Faith-based shot and shell have in many places vanquished peace and serenity in this season holy to the peoples of the Bible, the Koran and the Torah. These scriptures have become refuge for some and weapon for others as impersonal economic forces level protective walls of belief and national identity and provoke uncomprehending anger that must find focus.
In the Balkans, international peacekeepers patrol to keep Serb Christians from resuming their recent slaughter of Bosnian and Kosovar Muslims. Islam now appears as an integral part of the name of terror groups that routinely kill innocents throughout the Middle East and Asia. Jews in Israel are immune neither from the slaughter nor from calling on their faith to justify shedding the blood of their enemies.
History seems to have slammed into reverse gear around a world that was widely assumed a year ago to be moving in a straight line toward a more prosperous and secular future that would be shaped by stock markets and the Internet, not by turbaned zealots or theocracies that have or want nuclear trigger fingers.
Conflicts over land and other resources play central roles in the world's turmoil, to be sure. But fanaticism's renewed grip on power and politics stands out in these December days of Christmas, the Eid al-Fitr festival and Hanukkah -- joyfully celebrated as American soldiers hunt through caves in Afghanistan for bandits who believe they possess the sole truth that God provides to humans.
The bewildering, overwhelming array of choices made available by the global era fuels the rage and disgust that Osama bin Laden, the Taliban and their followers feel toward the West and the United States in particular. In following a perverted but clearly identifiable strain of Wahhabist Islam, these (and other) fanatics preach that purity and salvation lie in submission, not in choice. Choice is reserved for God.

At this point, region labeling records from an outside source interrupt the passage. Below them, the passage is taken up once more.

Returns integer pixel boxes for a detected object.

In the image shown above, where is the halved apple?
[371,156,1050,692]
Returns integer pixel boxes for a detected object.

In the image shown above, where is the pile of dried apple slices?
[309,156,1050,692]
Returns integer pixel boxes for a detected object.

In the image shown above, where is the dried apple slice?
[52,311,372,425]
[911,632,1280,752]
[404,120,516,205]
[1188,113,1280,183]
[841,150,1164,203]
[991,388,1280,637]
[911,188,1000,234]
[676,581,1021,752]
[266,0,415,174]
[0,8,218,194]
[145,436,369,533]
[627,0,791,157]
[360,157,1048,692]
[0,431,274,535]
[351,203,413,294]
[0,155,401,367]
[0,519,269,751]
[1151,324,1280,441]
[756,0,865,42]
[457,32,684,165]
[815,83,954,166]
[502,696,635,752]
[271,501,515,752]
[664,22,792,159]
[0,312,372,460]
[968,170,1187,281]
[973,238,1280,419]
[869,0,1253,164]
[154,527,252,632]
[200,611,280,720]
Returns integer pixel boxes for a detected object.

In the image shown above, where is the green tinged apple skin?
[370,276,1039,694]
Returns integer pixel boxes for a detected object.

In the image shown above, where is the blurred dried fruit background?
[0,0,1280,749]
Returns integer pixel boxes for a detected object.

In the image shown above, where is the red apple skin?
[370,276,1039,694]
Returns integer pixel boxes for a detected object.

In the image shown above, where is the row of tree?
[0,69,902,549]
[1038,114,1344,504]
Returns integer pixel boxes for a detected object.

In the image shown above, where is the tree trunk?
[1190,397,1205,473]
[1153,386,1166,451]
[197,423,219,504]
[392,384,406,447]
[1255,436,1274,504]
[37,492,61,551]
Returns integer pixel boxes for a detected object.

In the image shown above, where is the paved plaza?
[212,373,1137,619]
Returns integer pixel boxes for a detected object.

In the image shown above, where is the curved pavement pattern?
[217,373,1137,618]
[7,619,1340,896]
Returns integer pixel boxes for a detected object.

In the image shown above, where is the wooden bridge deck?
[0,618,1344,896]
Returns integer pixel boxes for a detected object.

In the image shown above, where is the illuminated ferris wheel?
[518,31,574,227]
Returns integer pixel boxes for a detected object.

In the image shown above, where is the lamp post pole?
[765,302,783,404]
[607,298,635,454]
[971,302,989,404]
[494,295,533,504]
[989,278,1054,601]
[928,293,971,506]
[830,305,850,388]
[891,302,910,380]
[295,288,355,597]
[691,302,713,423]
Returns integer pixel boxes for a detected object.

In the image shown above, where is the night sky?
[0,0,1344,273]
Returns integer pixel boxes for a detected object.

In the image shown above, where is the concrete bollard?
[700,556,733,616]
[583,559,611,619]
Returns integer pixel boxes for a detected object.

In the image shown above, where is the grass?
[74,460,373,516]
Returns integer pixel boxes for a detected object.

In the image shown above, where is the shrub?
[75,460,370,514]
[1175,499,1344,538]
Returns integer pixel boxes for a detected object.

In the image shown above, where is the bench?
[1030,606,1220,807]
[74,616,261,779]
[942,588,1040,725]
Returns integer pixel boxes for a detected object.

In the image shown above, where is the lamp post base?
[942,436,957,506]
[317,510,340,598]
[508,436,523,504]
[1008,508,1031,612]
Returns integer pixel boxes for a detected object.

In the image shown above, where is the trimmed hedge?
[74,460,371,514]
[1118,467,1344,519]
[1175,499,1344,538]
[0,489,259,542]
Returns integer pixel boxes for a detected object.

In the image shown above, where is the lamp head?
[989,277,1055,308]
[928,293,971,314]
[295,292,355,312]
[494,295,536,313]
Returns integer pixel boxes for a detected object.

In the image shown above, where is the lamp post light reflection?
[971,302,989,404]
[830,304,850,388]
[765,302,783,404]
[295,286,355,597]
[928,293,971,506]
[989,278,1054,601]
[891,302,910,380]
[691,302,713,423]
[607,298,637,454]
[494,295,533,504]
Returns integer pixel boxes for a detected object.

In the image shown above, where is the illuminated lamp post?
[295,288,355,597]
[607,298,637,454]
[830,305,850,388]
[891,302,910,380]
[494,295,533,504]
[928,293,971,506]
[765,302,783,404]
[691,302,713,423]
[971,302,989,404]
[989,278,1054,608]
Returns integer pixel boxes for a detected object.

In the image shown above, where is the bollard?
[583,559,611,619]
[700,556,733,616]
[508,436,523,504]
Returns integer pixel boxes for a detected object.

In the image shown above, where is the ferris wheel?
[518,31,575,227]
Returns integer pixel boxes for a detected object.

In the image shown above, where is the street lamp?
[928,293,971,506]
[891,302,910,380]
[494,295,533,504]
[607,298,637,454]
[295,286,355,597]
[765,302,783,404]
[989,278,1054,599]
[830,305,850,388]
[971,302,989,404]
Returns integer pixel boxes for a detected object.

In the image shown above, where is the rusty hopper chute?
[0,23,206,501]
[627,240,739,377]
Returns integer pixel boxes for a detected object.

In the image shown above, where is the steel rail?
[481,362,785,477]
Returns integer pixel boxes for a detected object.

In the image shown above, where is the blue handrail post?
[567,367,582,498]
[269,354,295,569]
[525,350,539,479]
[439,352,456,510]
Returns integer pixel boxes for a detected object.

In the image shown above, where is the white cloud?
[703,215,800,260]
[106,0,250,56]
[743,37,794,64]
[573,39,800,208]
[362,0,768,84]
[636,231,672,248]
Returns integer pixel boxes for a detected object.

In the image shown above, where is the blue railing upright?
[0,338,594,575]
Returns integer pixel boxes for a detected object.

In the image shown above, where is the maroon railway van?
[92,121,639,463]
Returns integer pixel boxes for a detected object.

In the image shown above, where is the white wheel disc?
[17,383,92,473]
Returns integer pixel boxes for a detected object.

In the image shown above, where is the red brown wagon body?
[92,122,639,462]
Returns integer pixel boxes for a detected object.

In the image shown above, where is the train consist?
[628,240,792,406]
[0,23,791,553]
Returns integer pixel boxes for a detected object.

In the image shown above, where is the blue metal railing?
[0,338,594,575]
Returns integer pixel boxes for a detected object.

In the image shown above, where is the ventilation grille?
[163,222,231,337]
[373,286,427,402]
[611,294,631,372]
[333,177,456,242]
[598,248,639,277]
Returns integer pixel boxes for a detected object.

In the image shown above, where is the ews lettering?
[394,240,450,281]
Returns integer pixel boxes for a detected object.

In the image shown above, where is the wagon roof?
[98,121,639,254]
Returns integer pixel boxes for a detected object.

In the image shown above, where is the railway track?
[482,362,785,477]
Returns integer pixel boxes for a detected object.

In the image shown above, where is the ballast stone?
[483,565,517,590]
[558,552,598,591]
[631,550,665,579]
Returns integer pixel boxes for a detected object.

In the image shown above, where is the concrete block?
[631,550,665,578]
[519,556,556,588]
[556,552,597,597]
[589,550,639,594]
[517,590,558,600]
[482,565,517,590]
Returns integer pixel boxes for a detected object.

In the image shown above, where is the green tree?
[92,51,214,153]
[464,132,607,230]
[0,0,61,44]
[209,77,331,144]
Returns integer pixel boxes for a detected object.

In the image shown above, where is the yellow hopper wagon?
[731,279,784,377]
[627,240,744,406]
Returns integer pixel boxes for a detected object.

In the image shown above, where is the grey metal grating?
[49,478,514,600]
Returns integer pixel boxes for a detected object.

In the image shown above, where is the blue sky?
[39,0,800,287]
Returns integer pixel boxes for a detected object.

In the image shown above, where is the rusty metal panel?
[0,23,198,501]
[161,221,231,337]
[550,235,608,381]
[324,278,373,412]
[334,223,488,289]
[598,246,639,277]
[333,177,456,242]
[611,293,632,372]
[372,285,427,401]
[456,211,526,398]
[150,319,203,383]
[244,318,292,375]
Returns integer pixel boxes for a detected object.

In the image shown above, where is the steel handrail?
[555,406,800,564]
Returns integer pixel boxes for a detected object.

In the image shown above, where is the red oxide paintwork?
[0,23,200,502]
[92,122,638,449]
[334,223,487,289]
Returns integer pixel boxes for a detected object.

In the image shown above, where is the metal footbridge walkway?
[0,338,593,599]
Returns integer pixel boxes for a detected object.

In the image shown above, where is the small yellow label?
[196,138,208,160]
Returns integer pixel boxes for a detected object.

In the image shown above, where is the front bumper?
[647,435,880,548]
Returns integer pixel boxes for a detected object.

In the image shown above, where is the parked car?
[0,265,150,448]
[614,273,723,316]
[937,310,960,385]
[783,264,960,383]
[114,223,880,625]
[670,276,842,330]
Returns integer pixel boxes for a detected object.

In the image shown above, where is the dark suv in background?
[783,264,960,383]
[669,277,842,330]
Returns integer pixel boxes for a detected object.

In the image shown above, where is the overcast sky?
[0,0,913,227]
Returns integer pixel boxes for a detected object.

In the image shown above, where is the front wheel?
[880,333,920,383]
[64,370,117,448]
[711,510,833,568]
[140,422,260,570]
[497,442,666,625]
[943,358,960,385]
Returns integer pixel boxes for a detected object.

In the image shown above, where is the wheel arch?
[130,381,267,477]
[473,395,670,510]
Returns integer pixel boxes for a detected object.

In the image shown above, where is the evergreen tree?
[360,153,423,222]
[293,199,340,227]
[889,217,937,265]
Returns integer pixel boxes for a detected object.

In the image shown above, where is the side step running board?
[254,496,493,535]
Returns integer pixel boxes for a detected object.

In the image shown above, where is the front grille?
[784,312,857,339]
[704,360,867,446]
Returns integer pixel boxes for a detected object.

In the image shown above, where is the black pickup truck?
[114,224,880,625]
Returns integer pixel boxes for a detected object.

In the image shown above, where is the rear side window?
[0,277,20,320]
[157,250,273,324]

It is not that religion has become politicized in the Arab world, Iran and much of Asia. It is that religion has become politics itself in these realms. The nearly simultaneous collapse of pan-Arab nationalism, the Persian empire and communism in the last quarter of the 20th century left a vast ideological void and a hunger for cosmic answers to life's problems.
American power has been drawn almost willy-nilly into the vacuum in the overlapping crises of the Middle East, the Persian Gulf and Central and South Asia. Part of the reason for U.S. strategic incoherence in this zone of instability becomes clearer with the downfall of the Taliban:
Washington does not intervene on religious grounds; but its actions have huge consequences for the balance of religious forces contending for power in this zone, where governments have by and large lost the confidence of their subjects because of corruption, incompetence or neglect.
America's reasons for helping Iraq militarily against Iran in the 1980s had nothing to do with religion per se. And for Americans the destruction of the Taliban this autumn was a response to terrorism, not a response to an especially barbaric form of worship. But in the societies that endure the consequences of American power it is often impossible to disentangle cause from effect on a scale this large.
Piecemeal U.S. interventions in the Persian Gulf over the past 25 years have in fact been important equalizers in a struggle between radical forces within the two main branches of Islam, the Sunnis and the Shiites.
American power helped blunt the Shiite ideological crusade launched by Iran's 1979 revolution, which has now crested at home and abroad. Sunni radicals in Saudi Arabia and Pakistan then sought to turn Afghanistan into a laboratory for extremism and terror -- an effort now thwarted by U.S. will and power.
President Bush's finest wartime quality has been his determination not to let the Afghanistan campaign turn into a U.S. war against Islam. Industrial democracies know they cannot justify or afford religious wars, which their citizens and allies would not long support.
But Americans -- whether policymakers, moviemakers, generals or working stiffs -- cannot ignore the role that religious backlash now plays in promoting social disintegration and ethnic conflicts abroad that require U.S. intervention to resolve. Globalization, it turns out, is not only about upwardly mobile stock markets and nifty wireless technology for yuppies without borders. The human spirit is still the arena of the world's most important struggle.